The legal grounds for challenging the 2015 IRS assessment in Process 739/2016-T centered on violation of the joint taxation regime's fundamental principles. The applicants argued: (1) the Tax Authority illegally assessed tax on taxpayer A's capital gains (€112,109.95) without offsetting taxpayer B's capital losses (€217,264.06), despite joint taxation election; (2) this separate treatment contradicted the unified family taxation regime maintained since 1999 under Law 135/99; (3) the couple's investment decisions were made collectively, considering their overall portfolio within the joint taxation framework; (4) applying monetary correction coefficients, the couple sustained a real capital loss of €105,154.11, not taxable gains; (5) the assessment violated legitimate expectations based on 26 years of consistent joint taxation treatment; and (6) the failure to aggregate and offset capital results between spouses undermined the legal nature and purpose of joint taxation under the IRS Code.
How are gains and losses from financial investments reported in Anexo G and Anexo J of the Modelo 3 IRS declaration?
Gains and losses from financial investments are reported in Anexo G (Schedule G) and Anexo J (Schedule J) of the Modelo 3 IRS declaration. Anexo G covers capital gains (Categoria G - mais-valias), where taxpayers detail each securities transaction in separate lines (quadro 9), including: acquisition date, sale date, acquisition value, realization value, monetary correction coefficients for inflation adjustment, and expenses/charges.

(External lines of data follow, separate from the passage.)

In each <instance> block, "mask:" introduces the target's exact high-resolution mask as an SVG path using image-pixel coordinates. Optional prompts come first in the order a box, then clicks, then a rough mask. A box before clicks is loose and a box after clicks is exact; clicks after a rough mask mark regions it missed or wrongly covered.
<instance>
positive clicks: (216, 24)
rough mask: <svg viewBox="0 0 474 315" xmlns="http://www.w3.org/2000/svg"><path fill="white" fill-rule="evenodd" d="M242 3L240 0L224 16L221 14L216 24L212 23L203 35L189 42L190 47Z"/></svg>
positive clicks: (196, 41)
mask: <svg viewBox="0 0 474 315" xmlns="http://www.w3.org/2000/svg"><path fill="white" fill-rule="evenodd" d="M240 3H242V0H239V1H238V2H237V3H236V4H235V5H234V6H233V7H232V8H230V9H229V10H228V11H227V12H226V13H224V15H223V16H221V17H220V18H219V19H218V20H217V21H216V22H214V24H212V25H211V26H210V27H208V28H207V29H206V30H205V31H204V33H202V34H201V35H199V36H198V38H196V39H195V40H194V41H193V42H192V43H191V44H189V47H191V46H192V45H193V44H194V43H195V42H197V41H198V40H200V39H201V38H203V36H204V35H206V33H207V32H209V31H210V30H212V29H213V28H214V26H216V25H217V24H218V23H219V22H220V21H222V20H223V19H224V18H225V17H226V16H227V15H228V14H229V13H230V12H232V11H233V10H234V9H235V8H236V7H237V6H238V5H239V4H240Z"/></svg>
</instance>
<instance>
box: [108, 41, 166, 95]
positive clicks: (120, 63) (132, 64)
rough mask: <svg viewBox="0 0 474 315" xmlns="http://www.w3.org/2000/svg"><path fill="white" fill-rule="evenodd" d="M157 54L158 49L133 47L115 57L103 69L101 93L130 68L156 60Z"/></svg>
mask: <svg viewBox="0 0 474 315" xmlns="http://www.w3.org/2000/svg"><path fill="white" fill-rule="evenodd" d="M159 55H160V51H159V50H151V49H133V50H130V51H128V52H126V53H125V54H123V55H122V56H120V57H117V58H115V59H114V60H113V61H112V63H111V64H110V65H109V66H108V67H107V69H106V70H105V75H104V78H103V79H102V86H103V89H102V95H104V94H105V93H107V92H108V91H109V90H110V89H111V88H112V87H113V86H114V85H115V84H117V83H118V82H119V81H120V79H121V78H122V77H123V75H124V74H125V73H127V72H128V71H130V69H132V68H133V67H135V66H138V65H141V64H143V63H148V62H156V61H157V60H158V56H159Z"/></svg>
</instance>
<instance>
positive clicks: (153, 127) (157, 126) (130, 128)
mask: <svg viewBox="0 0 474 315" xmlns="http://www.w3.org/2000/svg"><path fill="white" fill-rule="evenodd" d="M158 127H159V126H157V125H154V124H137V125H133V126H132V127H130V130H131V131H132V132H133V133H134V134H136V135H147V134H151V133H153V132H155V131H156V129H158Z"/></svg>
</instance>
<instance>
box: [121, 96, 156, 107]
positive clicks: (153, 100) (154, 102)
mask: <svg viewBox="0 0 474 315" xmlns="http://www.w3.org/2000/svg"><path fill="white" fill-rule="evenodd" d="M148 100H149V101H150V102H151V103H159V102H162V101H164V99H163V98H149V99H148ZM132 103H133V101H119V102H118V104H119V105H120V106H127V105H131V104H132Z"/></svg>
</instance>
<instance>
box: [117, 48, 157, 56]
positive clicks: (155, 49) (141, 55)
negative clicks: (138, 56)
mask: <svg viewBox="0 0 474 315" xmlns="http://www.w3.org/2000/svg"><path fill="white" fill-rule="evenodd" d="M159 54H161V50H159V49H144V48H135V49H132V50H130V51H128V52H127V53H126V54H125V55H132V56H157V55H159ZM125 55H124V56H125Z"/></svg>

Each transaction receives a line number (9001, 9002, etc.). In Process 739/2016-T, taxpayer A reported three gain transactions (lines 9001-9003) and taxpayer B reported one loss transaction (line 9004). Monetary correction coefficients must be applied to acquisition values from previous years to calculate real gains or losses. Anexo J reports income from financial investments subject to different treatment. The total acquisition values, realization values, and net results flow into the main calculation. The case revealed that despite joint taxation, the Tax Authority's system processed each taxpayer's capital results separately rather than aggregating them.